Learning Network members had access to training, learning forums, and networking sessions to foster collaboration and innovation across disciplines.

Connection with peers from across disciplines, geographies, and career stages, opening new opportunities for collaboration and growth.

Key insights from the pilot

1. The learning network model is a powerful approach to tackling complex, systemic problems

The pilot demonstrated that a global, multidisciplinary learning network can address problems that are challenging for any single organisation to tackle. The model provides the opportunity and resources for collaborators from diverse disciplines and geographies to come together and invest in developing open source outputs that benefit a wider community.

2. Investing time into scoping key focus areas for each phase helps teams hit the ground running

The pilot highlighted the value of investing in scoping at the outset of each phase, breaking systemic problems down into component parts that can be tackled within the timeframes of the upcoming phase. This provides the opportunity to engage early with a range of multi-disciplinary experts, and to identify enablers or pre-empt potential barriers that could be addressed ahead of bringing on dedicated teams. The resulting focus areas’ gave teams a clear steer for directed, solution-oriented work.

3. Global collaboration drives more contextually grounded approaches

Working across global contexts broadened perspectives and strengthened rigour, as cultural and linguistic diversity revealed nuances that enriched analysis and interpretation, for example FA3 highlighted the risk of false universality’ when attempting to transfer NLP models across contexts. These differences helped teams refine more adaptable, context-sensitive methods, ultimately producing approaches that are richer, and better grounded in the diversity of real-world mental health experiences. 

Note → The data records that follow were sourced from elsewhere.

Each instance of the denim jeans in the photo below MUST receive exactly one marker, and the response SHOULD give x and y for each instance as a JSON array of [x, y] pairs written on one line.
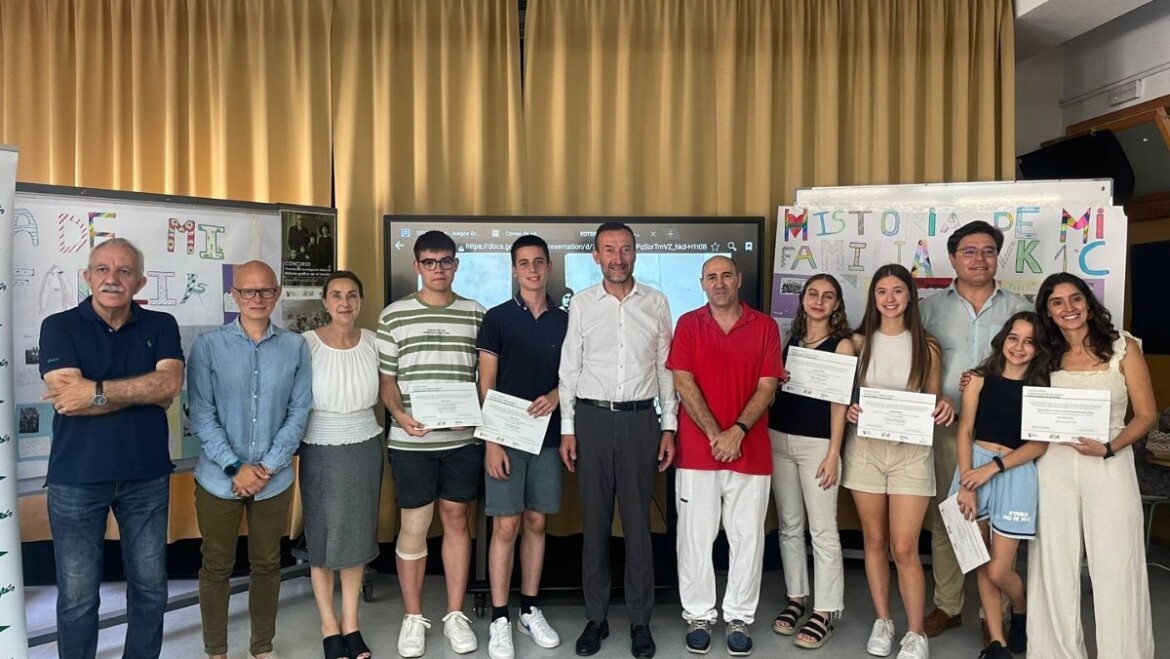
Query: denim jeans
[[77, 515]]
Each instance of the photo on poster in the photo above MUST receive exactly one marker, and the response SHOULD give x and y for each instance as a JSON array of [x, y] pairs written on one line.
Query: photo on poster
[[309, 251]]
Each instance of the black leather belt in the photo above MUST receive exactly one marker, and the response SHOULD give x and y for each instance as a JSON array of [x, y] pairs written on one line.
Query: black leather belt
[[619, 406]]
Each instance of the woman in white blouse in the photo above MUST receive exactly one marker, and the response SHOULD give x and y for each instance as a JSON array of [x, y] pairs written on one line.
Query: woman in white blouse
[[342, 462]]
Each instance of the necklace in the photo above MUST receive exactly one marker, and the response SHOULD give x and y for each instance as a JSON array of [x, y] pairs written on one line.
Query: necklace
[[807, 343]]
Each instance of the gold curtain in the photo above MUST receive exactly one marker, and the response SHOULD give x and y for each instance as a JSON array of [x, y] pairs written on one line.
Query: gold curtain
[[221, 98], [725, 107], [630, 107], [426, 119]]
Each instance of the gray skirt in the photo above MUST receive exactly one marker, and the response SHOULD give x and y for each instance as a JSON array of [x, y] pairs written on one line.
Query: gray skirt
[[339, 489]]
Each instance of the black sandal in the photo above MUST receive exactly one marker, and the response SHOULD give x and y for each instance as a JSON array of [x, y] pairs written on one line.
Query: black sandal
[[356, 647], [785, 624], [335, 647], [819, 629]]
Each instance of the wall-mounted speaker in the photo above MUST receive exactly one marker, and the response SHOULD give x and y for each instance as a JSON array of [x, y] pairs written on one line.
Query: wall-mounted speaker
[[1098, 155]]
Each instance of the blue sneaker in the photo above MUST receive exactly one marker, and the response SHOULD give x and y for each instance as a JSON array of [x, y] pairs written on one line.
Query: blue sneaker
[[699, 637], [738, 639]]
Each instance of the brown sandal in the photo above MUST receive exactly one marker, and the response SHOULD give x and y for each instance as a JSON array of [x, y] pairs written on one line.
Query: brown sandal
[[819, 629], [785, 624]]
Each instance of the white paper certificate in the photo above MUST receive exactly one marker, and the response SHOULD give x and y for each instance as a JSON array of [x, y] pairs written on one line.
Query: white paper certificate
[[446, 405], [824, 376], [1064, 414], [507, 421], [896, 416], [964, 535]]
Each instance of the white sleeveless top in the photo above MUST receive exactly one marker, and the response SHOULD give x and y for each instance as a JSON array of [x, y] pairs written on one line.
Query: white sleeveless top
[[344, 391], [889, 361], [1110, 379]]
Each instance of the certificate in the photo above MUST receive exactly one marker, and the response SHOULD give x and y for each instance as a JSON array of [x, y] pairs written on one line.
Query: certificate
[[446, 405], [1064, 414], [964, 534], [507, 423], [824, 376], [896, 416]]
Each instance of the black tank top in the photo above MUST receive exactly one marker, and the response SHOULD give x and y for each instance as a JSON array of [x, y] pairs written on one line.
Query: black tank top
[[800, 414], [998, 418]]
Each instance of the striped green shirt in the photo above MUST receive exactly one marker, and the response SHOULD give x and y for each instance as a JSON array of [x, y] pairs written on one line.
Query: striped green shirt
[[419, 343]]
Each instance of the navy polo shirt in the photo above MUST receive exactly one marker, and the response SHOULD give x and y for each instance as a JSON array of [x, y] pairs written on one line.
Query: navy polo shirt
[[130, 444], [529, 351]]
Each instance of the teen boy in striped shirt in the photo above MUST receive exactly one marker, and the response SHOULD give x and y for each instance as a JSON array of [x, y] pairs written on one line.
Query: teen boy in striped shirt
[[429, 337]]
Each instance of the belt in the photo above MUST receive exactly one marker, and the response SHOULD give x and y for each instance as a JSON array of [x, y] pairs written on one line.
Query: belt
[[619, 406]]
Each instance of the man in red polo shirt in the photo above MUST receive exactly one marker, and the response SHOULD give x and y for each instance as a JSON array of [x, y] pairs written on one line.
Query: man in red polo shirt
[[725, 358]]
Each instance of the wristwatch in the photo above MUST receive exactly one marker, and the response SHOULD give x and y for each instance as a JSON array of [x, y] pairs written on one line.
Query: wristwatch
[[98, 399]]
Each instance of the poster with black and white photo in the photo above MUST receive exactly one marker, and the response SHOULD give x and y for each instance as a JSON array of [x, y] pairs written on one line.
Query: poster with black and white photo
[[309, 252]]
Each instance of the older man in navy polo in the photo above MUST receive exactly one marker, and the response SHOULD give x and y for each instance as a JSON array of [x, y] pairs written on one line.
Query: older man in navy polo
[[111, 370]]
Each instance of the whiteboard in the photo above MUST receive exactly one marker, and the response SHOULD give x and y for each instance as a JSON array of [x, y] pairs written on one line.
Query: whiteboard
[[190, 246]]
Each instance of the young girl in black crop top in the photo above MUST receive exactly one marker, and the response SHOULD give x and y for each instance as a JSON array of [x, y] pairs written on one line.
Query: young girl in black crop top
[[806, 436], [996, 476]]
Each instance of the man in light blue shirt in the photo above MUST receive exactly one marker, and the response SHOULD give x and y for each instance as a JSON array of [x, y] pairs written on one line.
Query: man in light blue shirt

4. The learning network model can champion inclusive ways of working between experts by profession and experts by experience

The pilot highlighted that creating an inclusive environment for all perspectives to feed in leads to higher quality outputs that are grounded in real-world applications. The learning network model can actively support the sustained relational work, trusted environments and time needed to foster these collaborations. Key enablers include phased onboarding for participants to co-create ways of working and a shared language, and providing opportunities for expert guidance and peer support on lived experience involvement.